La serata in casa Calabro è stata la prima, entusiastica risposta. E c’è da restare semplicemente ammirati di come il mecenatismo si sia emulsionato con la semplicità dell’accoglienza e con la raffinatezza dell’ospitalità.
Non poteva essere diversamente per una donna che, come responsabile di una delle istituzioni più importanti della storia della cultura cittadina, si è personalmente esposta per la salvaguardia di un’eredità che le è stata consegnata, in piena consapevolezza, dalla dinastia Buitoni.
E non si tratta di coltivare una memoria, quanto piuttosto di impegnarsi in un processo di salvaguardia che, ora come mai prima, concerne la stessa sopravvivenza del sodalizio che i padri fondatori della democrazia perugina emersa dalla guerra, offrirono alle nuove generazioni come pegno di crescita culturale ed umana. In questa chiave va considerato l’appello che Anna Calabro ha rivolto nel teatro Morlacchi nel giorno dell’inaugurazione della settantatreesima stagione: sosteneteci, ognuno nel vostro piccolo, sottoscrivendo abbonamenti.

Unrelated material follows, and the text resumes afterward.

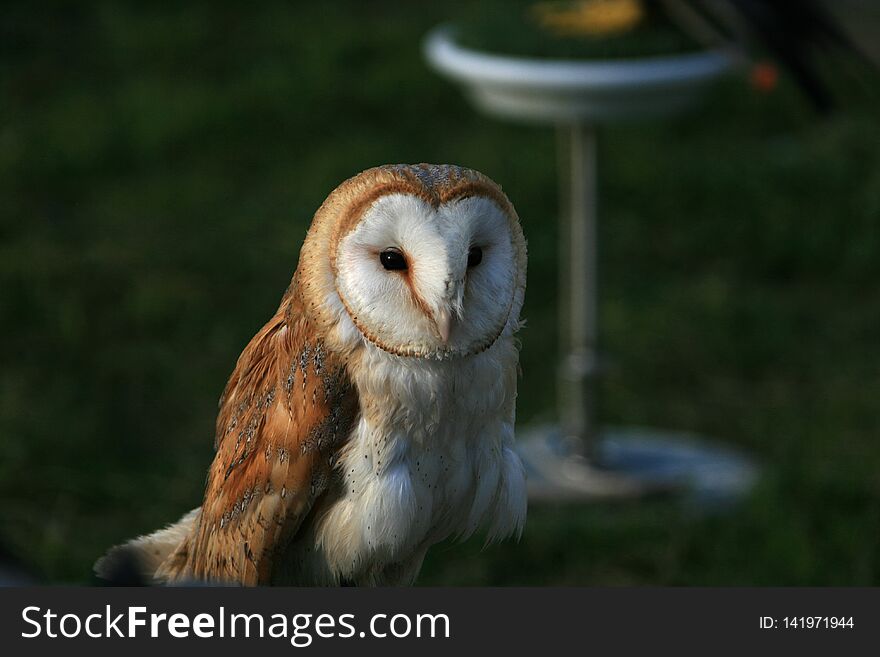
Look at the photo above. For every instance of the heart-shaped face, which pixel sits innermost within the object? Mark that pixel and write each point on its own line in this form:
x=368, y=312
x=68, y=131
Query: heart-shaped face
x=430, y=279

Per venire alla sostanza musicale della serata, ricordiamo come il quartetto Daidalos esca dal Conservatorio di Novara e dal 2015 sia iscritto ai corsi dell’Accademia Stauffer di Cremona. E proprio Simone Gramaglia, uno dei componenti del Quartetto cremonese è il Mentore di una formazione i cui componenti non superano i 21 anni: i ragazzi sanno di dover ancora studiare molto e frequentano di conseguenza laboratori di alta specializzazione alla Hochschule di Berna, confrontandosi coi migliori maestri del settore.

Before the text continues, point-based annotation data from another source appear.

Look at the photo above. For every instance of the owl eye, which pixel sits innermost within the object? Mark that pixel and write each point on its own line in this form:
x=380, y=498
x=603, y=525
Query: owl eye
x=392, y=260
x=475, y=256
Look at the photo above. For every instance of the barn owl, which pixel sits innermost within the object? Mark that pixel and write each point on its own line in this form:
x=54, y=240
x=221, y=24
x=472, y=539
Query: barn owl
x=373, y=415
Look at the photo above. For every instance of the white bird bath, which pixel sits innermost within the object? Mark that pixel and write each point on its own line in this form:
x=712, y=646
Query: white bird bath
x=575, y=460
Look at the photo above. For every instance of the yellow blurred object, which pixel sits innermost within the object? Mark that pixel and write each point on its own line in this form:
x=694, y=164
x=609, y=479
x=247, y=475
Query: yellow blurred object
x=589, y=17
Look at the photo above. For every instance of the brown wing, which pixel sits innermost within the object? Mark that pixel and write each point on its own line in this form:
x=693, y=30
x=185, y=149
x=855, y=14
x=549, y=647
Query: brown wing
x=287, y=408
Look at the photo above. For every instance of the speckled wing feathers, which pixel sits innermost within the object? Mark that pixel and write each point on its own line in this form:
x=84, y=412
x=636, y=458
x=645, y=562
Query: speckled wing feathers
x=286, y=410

Per noi hanno voluto suonare una quartetto di Beethoven, l’opera 18 numero 4, evidenziando una notevole grinta esecutiva e una spasmodica tensione per la gestione di un materiale che l’autore volle il più possibile sperimentale. Difficile trovare qualcosa di più innovativo del secondo movimento, uno di quegli “scherzetti” in cui Beethoven coniuga ritmo e propulsione dotando le tante pause disseminate nella partitura di una inedita energia. Quando poi si arriva al Minuetto, ci si accorge di essere trascinati da una travolgente onda sonora, con un dinamismo quasi sfacciato nella sua alterigia. Generosamente i ragazzi del Daidalos, alle ripetute istanze dei presenti, hanno voluto offrire un consistente fuori programma, il Movimento di quartetto di Webern, un bel pannello del Decadentismo viennese. Come spesso accade per complessi formati da giovani il Novecento risulta più congeniale della classicità e la dimensione esecutiva è attraente e convincente.